The Poor Farmers’ Association (PFA) in Ardara smashed through the €200,000 barrier at their latest annual PFA Charity Auction at Teague’s Bar on Monday night.
Over the previous eight years, the auctions raised €190,409 for the local Hospice homecare and Cancer Research.
This year the proceeds will be divided between the Killybegs Hospice Suite, Alzheimer’s Donegal Branch and Cancer Care West.
The event attracted scores of customers dressed up as Cowboys and Indians – this year’s fancy dress theme.
The PFA auction is farm themed and sees the pub transformed into a barnyard, and this year’s event was no different.
Furniture and fixtures were replaced with bales of hay as seats and saw-dust covered the floors. The stage was transformed into a bidding table for the auctioneer taking charge of proceedings over the usual dance floor which also morphed into ‘the mart ring’.
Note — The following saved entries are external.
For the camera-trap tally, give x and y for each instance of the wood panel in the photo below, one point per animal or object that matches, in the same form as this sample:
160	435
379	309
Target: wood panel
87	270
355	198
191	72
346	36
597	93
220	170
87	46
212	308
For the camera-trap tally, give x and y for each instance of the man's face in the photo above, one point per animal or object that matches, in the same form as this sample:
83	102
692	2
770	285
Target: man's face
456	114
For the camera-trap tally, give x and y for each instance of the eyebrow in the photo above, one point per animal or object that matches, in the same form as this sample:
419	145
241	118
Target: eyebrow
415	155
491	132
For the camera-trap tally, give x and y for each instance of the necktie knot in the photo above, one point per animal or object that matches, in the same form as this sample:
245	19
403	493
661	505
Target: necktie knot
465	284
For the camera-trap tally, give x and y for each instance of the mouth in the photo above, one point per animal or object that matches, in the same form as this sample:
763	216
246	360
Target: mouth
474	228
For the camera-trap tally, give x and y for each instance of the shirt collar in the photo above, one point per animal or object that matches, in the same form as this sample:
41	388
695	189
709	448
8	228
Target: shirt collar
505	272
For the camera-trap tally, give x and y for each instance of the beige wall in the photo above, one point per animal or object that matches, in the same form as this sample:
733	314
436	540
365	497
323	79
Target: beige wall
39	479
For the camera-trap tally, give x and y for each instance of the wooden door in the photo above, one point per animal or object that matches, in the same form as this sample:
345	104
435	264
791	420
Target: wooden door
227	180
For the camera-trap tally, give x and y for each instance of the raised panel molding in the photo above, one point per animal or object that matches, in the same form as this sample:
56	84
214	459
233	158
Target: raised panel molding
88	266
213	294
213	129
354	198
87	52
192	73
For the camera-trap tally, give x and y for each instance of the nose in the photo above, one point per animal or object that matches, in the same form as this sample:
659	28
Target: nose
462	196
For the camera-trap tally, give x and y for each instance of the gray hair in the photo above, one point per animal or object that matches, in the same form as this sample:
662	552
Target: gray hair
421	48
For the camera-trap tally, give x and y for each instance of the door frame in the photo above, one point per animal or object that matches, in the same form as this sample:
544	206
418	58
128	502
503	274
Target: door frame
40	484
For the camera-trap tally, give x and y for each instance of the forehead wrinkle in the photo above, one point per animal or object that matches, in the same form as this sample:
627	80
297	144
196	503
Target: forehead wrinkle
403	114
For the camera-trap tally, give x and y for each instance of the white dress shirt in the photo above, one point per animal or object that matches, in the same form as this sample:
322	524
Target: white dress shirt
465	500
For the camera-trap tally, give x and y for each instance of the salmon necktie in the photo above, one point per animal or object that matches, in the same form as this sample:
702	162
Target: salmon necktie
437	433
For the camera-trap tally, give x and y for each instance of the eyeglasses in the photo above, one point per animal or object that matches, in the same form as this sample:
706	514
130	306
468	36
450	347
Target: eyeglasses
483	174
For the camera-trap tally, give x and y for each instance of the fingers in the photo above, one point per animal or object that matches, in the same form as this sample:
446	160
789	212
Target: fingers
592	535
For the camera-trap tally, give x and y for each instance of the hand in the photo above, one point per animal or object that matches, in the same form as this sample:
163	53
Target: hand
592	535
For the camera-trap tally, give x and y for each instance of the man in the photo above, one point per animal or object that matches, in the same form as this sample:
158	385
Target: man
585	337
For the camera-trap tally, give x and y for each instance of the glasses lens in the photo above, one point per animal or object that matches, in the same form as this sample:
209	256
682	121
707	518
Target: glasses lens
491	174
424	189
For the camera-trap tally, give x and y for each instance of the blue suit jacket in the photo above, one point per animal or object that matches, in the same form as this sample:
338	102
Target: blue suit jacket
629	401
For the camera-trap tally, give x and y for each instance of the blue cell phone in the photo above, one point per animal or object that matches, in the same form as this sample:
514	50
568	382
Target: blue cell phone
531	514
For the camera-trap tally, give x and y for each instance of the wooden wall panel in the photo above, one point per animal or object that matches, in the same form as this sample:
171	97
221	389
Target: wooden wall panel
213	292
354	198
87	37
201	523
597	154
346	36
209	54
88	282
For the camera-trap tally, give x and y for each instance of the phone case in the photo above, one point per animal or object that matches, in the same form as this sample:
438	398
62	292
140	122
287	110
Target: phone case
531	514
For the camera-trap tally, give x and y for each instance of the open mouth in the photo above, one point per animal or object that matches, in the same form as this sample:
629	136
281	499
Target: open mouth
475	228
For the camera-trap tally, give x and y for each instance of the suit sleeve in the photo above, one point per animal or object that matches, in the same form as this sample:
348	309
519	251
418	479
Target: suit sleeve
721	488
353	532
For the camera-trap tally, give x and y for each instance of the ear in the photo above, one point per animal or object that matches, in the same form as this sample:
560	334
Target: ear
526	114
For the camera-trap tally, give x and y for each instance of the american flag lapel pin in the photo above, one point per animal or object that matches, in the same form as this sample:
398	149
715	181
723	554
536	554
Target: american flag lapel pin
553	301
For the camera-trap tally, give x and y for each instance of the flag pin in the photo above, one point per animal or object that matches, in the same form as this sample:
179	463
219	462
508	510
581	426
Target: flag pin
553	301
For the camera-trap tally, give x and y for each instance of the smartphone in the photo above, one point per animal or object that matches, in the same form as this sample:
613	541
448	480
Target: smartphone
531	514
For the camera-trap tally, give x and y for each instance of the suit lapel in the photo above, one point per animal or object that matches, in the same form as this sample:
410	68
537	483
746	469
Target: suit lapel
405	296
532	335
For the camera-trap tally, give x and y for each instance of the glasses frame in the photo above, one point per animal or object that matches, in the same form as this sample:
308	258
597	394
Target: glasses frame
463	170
Two Blackfaced and two Westies ewes topped the lots on offer, with a staggering 87 other lots also coming under the hammer.
The auction included an astonishing array of goods an livestock, including hand-knitted dolls courtesy of Francis Gallagher of Edergole which attracted bids in excess of €200; two Rhode Island reds (hens) from Pete Molloy, Laconnell, ewes and lambs, fuel, furniture, paintings, four hours of welding, and even straw, turf and spuds.
Add in two hours of hedge cutting, a day’s painting, Christmas baking and a lorry load of lime, making sure that – to quote a television show – there really was something for everyone in the audience.
Four stone of Haddock fillets and a kilo of Carrageen Moss, both courtesy of Eddie Cunningham, Loughros Point, two hand reared Wild Atlantic Salmon (CA Crumlin Salmon Farm) and a selection of vegetables from Niall Heena, Crumlin also attracted healthy bids not to forget a bag of golf balls (Brian Moore, Portnoo) which were purchased by barman Oisin O’Donnell for €220 in between serving drinks!
Midway through the auction there was a momentary pause and round of applause on realising that they had passed through the €200,000 mark.
“One again it was a truly unique night that will live long in the memory and it’s all for such a great cause,” organiser John Breslin said.
“Not bad for an idea which was born from a few lads talking over a pint almost a decade ago,” he added.
All of the events from Monday night were captured on DVD which will be relayed to customers in the bar early in the New Year when all monies have been collected.